Eastern and Southern Africa 1973 (3).

Ethiopia: Characteristic posture of the shepherd - leaning on their staff cloaked in worn out cloths, the little ones wearing nothing.

In front of us the mountains already loomed, the more than 2000 meters high plateau where we had to go to. Gradually the road began to rise, became more and more stony and was cut up by many rivulets. Partly rolling over the loose stones we had to walk down, wading and climbing up again.
At our break we cooked our last bit of rice, dried dates and some sugar that was all we had in our panniers. The air became increasingly cooler, nature more exuberant, birds, butterflies, monkeys in lush green. The height of the pass seemed to lie in front of us. When we arrived there the road turned to the other side, and endlessly zigzagging it went upwards. From exhaustion, the bicycle, which we had to push on steep parts with loose stones, often slipped out of my hands and I almost failed the power to pick it up again. No food and no fuel left, no villages no water. Finally at the fall of darkness, we reached the top. All of a sudden we were surrounded by little boys. "Here is a hotel" one of them pointed out, another one got some rolls for us and the third one ran away with our empty oil can to fetch some fuel for us.
Also the schoolmaster came and offered us "tej" a sweet honey wine, and "injera" a spongey pancake the size of a bicycle wheel. The lady hotel owner brought us a bottle of water for our "bath" and had beds - with flees - in small rooms for 1 person.
As flat as a pancake, a French trekker in Sudan described to us the plateau, which comprises a great part of Ethiopia. The well-known unreliable information of motorised travellers who go too fast to survey the things. There was not one meter flat up there. It was indeed quite a bit cooler, a boon after the 45 degrees in Sudan.
In front of us walked a man and a woman, she in traditional clothes, white loose dress with colourful borders, he in shorts and the stick over his shoulder, he grabbed with both hands the ends, like all men do here.

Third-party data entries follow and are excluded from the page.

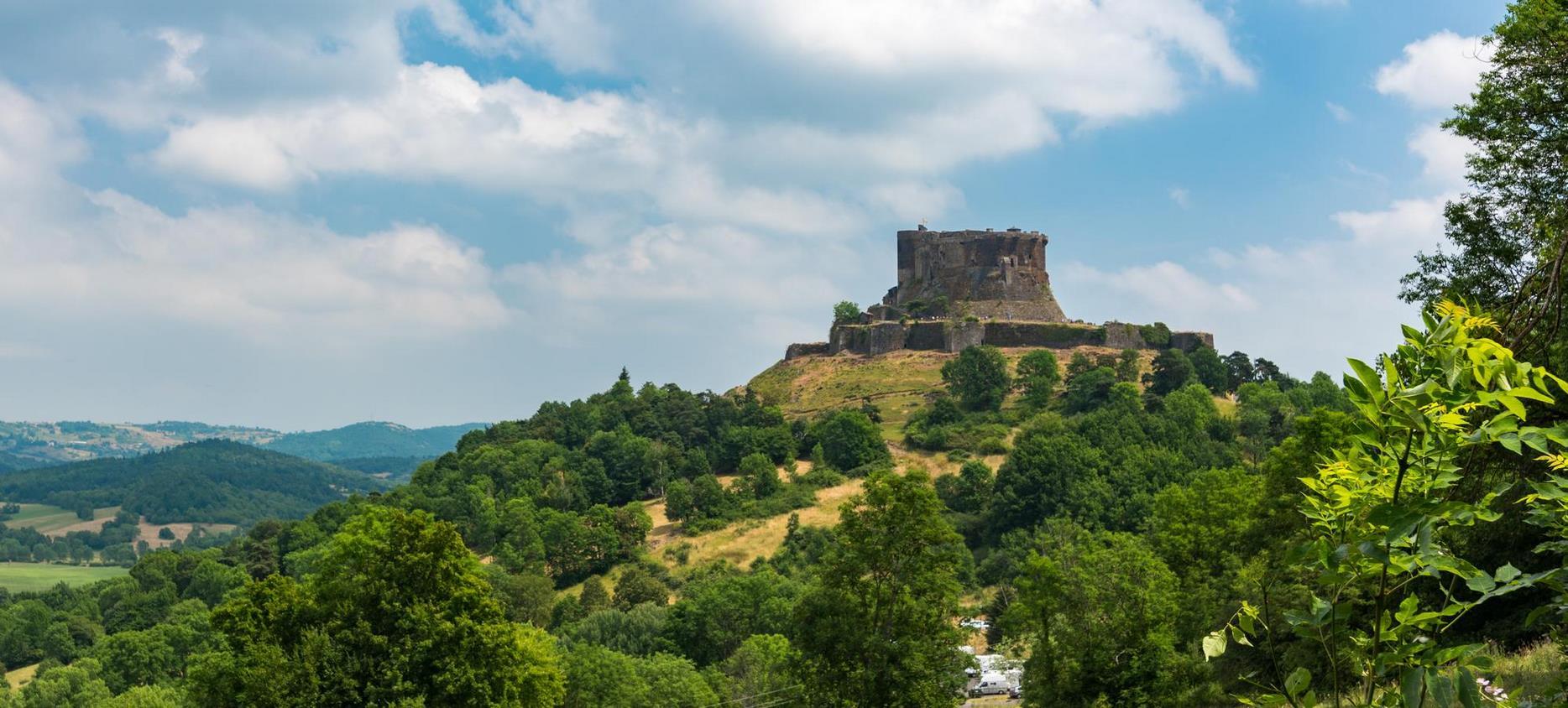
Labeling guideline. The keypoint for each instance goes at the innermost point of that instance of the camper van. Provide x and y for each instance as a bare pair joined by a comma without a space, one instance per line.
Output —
991,685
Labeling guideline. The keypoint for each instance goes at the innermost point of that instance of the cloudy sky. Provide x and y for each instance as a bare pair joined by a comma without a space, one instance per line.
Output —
301,213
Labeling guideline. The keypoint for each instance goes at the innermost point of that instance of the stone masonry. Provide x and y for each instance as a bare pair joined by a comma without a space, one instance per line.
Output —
979,287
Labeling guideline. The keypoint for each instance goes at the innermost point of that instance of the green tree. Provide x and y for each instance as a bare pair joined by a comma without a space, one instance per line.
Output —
1089,390
875,630
722,606
148,697
760,476
760,674
677,500
970,491
598,677
1510,227
135,659
397,612
1210,368
1172,370
593,596
1129,366
1237,370
1387,586
1038,377
675,684
849,439
979,377
65,686
1103,612
845,312
637,586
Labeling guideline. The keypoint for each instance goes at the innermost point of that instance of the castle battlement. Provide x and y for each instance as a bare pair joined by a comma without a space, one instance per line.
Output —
999,274
979,287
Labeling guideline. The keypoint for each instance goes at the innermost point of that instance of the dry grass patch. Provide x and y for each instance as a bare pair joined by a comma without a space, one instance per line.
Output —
21,677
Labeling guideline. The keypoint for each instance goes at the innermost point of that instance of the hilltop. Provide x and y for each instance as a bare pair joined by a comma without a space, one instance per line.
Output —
372,447
372,439
206,482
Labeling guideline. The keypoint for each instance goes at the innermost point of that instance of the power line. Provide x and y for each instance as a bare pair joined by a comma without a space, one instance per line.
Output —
758,695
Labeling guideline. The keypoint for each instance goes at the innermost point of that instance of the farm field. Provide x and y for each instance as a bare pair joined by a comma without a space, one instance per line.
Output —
46,518
35,577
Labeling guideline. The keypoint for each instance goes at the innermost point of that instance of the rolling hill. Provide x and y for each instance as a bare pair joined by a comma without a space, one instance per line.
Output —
218,482
372,439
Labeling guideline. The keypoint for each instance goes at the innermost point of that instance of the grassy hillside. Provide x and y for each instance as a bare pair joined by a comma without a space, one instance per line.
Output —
30,445
372,439
896,383
38,577
207,482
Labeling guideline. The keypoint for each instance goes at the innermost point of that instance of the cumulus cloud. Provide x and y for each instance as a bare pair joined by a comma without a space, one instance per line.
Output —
233,268
1319,294
698,207
1435,72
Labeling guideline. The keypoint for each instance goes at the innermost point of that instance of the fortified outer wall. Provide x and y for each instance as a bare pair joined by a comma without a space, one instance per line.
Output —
997,274
952,337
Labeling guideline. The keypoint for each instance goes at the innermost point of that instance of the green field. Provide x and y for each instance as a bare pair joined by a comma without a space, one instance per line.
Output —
46,518
34,577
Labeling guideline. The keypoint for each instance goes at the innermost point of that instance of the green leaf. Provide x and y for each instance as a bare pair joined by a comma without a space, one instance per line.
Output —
1410,684
1212,644
1441,688
1512,404
1297,682
1366,375
1465,684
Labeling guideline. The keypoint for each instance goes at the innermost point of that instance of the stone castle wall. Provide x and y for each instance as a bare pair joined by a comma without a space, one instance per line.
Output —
991,289
952,337
996,274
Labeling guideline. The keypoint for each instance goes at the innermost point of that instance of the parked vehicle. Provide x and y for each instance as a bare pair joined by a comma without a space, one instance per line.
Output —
991,685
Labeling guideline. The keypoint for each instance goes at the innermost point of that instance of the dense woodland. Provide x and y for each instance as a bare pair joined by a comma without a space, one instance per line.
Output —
1201,530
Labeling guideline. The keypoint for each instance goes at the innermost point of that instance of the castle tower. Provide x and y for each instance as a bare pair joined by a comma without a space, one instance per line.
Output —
991,274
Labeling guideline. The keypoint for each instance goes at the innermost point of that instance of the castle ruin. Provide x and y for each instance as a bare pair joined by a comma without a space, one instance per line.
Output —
979,287
995,274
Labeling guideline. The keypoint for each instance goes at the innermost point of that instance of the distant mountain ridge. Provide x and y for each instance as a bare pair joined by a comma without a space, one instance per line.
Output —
218,482
372,439
30,445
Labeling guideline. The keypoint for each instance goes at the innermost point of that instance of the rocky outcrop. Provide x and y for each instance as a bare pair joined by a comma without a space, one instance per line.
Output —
982,273
952,337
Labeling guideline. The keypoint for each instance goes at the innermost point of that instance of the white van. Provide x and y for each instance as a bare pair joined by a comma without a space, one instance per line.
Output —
991,685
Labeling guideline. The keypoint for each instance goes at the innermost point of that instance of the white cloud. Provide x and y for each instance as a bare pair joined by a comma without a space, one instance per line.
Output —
233,268
715,206
1435,72
1405,226
567,30
1441,155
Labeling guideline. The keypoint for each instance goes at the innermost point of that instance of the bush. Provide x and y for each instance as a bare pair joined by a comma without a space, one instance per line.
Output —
822,476
850,439
991,445
979,377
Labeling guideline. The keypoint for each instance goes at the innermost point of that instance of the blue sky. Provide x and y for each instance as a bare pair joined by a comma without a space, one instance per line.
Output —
300,215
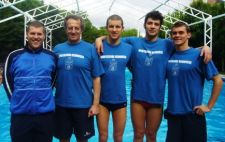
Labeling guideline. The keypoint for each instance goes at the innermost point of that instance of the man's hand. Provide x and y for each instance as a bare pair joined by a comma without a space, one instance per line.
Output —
207,53
99,45
201,110
94,110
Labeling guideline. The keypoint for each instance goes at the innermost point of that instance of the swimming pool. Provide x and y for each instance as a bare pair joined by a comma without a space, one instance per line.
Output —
215,119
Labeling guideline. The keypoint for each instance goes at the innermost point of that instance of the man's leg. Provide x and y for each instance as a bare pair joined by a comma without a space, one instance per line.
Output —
119,121
21,128
138,115
102,121
154,118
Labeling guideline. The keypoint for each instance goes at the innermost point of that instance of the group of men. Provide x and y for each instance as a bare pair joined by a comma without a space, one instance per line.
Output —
89,84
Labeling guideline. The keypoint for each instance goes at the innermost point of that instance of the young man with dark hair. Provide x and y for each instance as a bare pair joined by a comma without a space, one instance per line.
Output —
78,84
148,67
29,76
113,97
186,73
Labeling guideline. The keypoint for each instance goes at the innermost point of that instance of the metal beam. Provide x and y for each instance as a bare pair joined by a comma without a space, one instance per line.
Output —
6,3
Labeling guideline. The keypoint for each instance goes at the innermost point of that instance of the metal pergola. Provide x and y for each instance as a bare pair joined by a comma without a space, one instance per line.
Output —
106,7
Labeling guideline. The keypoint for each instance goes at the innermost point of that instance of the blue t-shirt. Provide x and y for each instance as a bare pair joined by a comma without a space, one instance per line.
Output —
149,68
186,73
77,65
115,59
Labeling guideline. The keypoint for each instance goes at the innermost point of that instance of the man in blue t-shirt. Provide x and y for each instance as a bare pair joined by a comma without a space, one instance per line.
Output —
29,77
113,97
78,84
186,73
148,68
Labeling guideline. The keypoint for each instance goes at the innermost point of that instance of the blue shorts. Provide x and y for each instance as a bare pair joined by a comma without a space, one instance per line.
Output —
186,128
32,128
70,120
113,107
147,105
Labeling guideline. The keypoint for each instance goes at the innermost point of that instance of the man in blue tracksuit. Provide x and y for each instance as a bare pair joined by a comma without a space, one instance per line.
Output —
78,84
29,76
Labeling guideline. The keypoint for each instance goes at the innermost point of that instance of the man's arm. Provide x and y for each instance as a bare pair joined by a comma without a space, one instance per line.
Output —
217,86
94,110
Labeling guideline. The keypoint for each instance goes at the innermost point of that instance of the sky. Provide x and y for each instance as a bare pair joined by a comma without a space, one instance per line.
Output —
132,11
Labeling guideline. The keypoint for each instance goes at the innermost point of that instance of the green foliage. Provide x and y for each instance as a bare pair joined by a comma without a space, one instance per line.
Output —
12,31
198,29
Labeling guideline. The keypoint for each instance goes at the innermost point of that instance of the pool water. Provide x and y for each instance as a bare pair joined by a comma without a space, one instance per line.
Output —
215,119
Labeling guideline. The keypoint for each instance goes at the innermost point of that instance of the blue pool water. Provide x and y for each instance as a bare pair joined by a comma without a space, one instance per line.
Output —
215,119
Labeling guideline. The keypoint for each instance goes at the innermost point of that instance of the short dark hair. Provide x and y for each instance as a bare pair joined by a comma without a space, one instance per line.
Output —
74,17
155,15
35,23
114,17
181,24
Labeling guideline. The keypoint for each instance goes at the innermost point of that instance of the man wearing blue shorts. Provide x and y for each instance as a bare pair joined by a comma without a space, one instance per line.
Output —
148,67
29,77
78,84
115,59
186,73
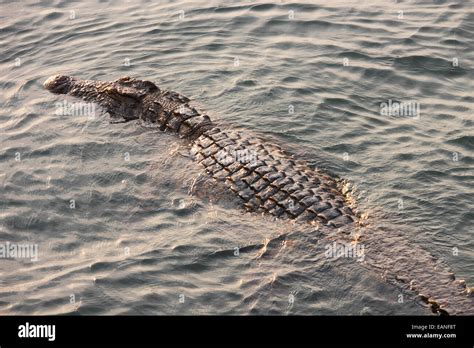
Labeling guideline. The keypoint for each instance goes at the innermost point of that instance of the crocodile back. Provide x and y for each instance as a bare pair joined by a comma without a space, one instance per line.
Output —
269,180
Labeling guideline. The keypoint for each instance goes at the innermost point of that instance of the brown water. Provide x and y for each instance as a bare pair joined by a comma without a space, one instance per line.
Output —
312,76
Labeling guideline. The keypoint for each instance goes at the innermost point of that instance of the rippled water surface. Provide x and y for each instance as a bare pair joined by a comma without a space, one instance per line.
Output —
108,204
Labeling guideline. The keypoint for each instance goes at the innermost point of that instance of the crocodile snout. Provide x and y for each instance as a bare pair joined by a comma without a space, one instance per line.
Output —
59,84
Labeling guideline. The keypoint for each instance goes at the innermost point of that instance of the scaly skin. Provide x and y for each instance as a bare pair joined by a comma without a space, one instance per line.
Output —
266,178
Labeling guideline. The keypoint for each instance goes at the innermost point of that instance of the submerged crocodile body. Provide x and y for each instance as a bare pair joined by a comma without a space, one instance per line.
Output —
264,177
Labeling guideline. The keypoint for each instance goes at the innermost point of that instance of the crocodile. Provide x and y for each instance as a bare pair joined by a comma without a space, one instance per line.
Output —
267,179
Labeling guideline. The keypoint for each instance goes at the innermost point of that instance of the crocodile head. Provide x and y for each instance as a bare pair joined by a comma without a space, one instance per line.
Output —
122,98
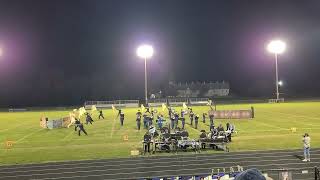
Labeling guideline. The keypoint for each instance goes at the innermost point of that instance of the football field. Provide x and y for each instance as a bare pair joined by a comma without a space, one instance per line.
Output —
270,129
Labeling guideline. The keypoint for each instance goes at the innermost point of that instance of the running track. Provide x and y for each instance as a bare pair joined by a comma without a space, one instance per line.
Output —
174,165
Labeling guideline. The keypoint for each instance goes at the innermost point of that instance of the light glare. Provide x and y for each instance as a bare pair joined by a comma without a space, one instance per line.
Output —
276,46
145,51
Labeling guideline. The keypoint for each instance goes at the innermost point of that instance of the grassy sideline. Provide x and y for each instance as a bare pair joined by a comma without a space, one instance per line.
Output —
270,129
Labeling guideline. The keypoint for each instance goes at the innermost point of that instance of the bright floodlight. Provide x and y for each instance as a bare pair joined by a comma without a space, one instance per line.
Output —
145,51
276,46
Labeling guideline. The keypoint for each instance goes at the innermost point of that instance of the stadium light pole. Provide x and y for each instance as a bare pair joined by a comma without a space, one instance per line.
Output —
145,51
276,47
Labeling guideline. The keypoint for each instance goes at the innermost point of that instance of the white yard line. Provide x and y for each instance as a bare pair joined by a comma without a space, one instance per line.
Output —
137,172
224,156
115,166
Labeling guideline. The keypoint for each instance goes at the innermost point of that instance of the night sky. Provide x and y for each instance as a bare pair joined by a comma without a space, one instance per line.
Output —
63,52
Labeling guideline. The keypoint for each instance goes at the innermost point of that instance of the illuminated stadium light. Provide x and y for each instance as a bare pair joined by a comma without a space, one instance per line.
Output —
145,51
276,47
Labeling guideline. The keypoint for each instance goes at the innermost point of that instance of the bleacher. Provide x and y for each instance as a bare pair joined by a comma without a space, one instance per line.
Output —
157,102
198,101
177,101
108,104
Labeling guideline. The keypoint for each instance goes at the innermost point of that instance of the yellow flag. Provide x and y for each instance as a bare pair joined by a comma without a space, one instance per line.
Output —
185,106
164,107
142,108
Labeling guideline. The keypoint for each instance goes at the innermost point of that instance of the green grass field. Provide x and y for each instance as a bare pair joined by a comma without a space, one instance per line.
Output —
270,129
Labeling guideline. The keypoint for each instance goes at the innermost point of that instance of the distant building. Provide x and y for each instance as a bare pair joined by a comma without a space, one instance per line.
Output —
198,89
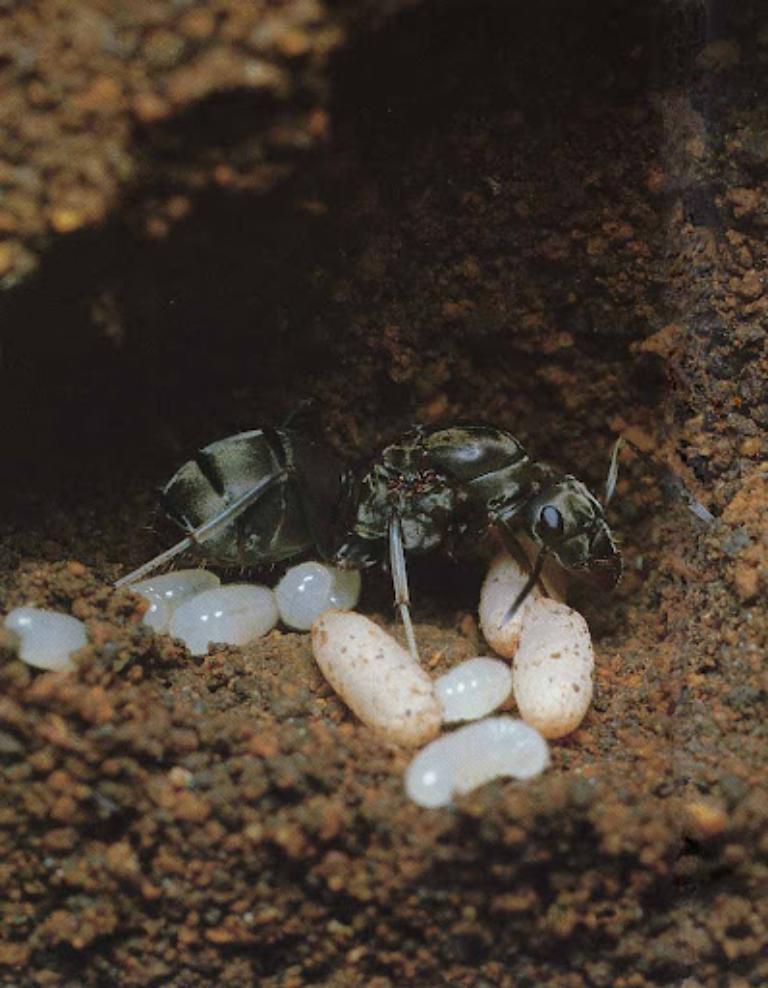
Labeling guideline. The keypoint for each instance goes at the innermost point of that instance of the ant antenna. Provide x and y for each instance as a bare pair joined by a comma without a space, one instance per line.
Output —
205,531
613,471
400,581
530,583
670,478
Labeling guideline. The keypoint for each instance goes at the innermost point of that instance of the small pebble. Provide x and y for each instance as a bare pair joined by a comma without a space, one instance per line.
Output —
166,592
473,689
376,677
469,757
309,589
232,615
501,586
552,671
46,639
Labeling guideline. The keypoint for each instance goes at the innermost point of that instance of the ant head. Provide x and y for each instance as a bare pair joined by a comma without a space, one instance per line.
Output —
567,521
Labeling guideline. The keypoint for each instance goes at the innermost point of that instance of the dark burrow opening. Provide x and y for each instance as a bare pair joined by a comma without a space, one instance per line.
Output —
480,240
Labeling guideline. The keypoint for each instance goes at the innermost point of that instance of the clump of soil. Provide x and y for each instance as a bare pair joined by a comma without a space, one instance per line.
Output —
557,230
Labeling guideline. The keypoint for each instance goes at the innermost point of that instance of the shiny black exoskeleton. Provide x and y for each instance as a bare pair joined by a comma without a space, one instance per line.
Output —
266,495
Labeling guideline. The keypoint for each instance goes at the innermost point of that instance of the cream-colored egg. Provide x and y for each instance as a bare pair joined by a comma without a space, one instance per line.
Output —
504,581
552,670
473,689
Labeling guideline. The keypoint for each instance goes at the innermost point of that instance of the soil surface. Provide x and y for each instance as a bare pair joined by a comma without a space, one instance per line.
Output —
552,220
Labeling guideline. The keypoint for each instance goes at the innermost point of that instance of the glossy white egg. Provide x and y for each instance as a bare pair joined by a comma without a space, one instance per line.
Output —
473,689
309,589
167,591
231,615
469,757
46,638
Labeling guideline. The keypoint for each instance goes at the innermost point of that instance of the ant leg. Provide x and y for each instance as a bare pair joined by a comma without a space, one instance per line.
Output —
205,531
530,583
400,581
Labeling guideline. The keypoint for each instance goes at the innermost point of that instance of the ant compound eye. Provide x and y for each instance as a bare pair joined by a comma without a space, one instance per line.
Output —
550,520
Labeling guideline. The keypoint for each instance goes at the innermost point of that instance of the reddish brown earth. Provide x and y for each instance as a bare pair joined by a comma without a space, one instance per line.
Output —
552,221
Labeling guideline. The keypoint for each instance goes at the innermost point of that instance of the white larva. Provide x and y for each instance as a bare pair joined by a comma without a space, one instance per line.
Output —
232,615
504,581
46,639
473,689
309,589
552,671
376,677
469,757
166,592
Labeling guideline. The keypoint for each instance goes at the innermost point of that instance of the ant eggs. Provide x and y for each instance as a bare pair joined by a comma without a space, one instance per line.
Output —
473,689
309,589
46,639
232,615
504,581
376,677
459,762
552,671
165,593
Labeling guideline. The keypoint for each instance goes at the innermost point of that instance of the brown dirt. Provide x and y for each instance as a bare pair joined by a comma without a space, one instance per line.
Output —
462,214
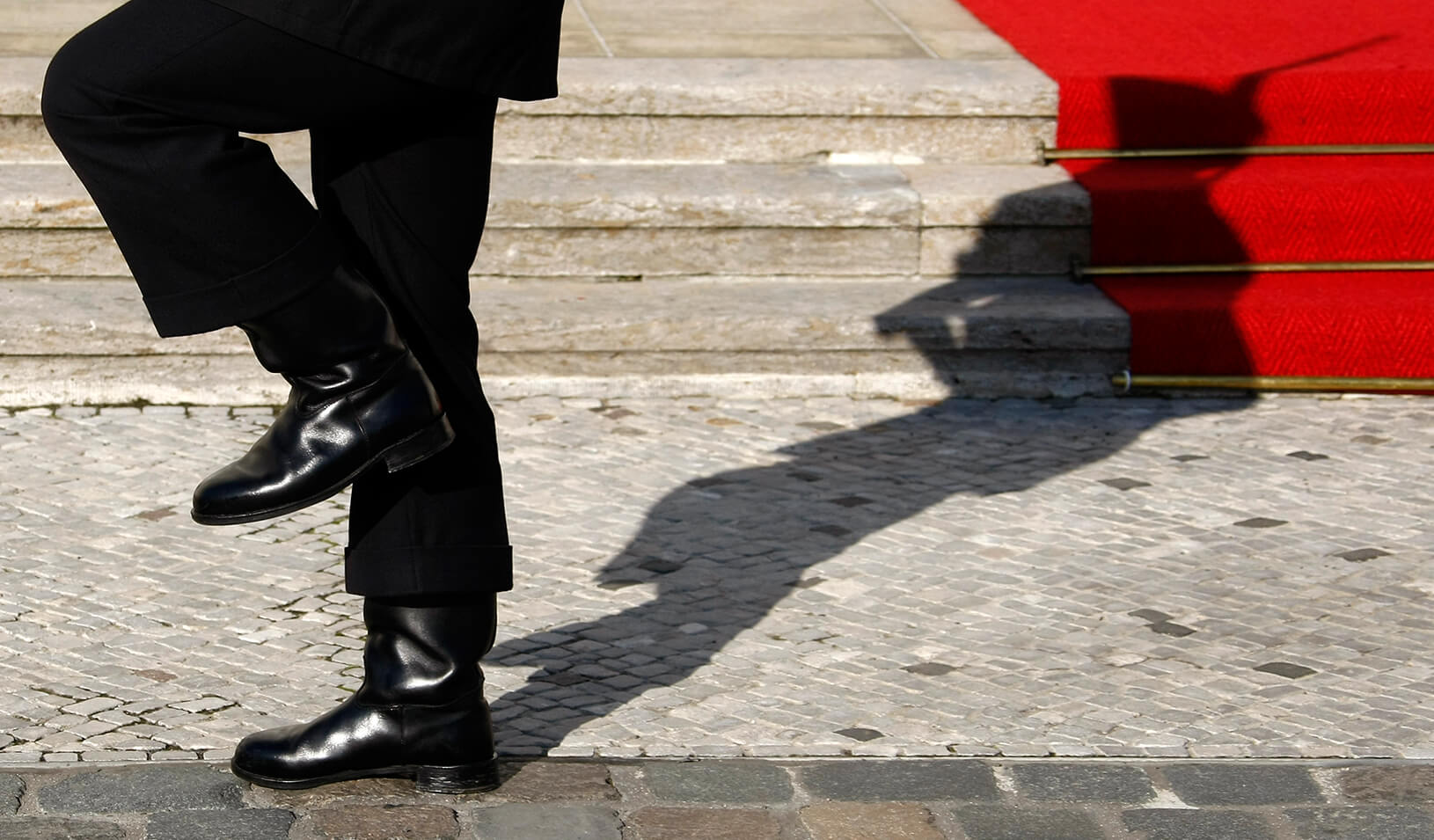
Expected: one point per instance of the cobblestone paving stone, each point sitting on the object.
(822, 576)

Suddenly the woman began to scream, the man raised his stick immediately. They looked around and all of us had to laugh. "Tenesteli" we shouted and they bowed and scraped. The schoolmaster had taught us some Amharic and it seemed like a real magic word. Nobody ran away anymore, everybody bowed and smiled.

Ethiopia: The village chief first offered us a hut when we wanted to put up our tent in their village. At night he slept before the tent to protect us against bandits!


When we entered Gondar, for us the first town, the secondary school was out, streams of youngsters on the road. At the postoffice, we were going to collect the mail - the square filled with people. "We have never seen tourists on bicycles!" they said in surprise.
Everywhere where we walked through the city, the next day, we heard them murmur: "Cycle, cycle, cycle" All the children wanted to shake hands with us. "This one also", the boy pointed at a kiddy about two feet tall in a ragged shirt, who already stretched out his hand.
On Saturday from far and wide people streamed into the market all on foot. Not many kinds of food were available, we only could stock tomatoes, onions, oranges and a gourd filled with honey - with the bees still in it. The gallows towered high above the market bustle. We were no longer surprised in this medieval country.
We will never make it": Henny said to the policeman, who had to write our exit visa in the passports, "to cycle within 15 days to the border is impossible." We saw the 1000 km before us, as we had already experienced the roads up to here in Addis Ababa; mountainous, crushed to loose sand with loose stones, and when improved, it was done with such, coarse and sharp gravel that within three days a new tyre was already gone to pieces, and Henny had to sow patches on it.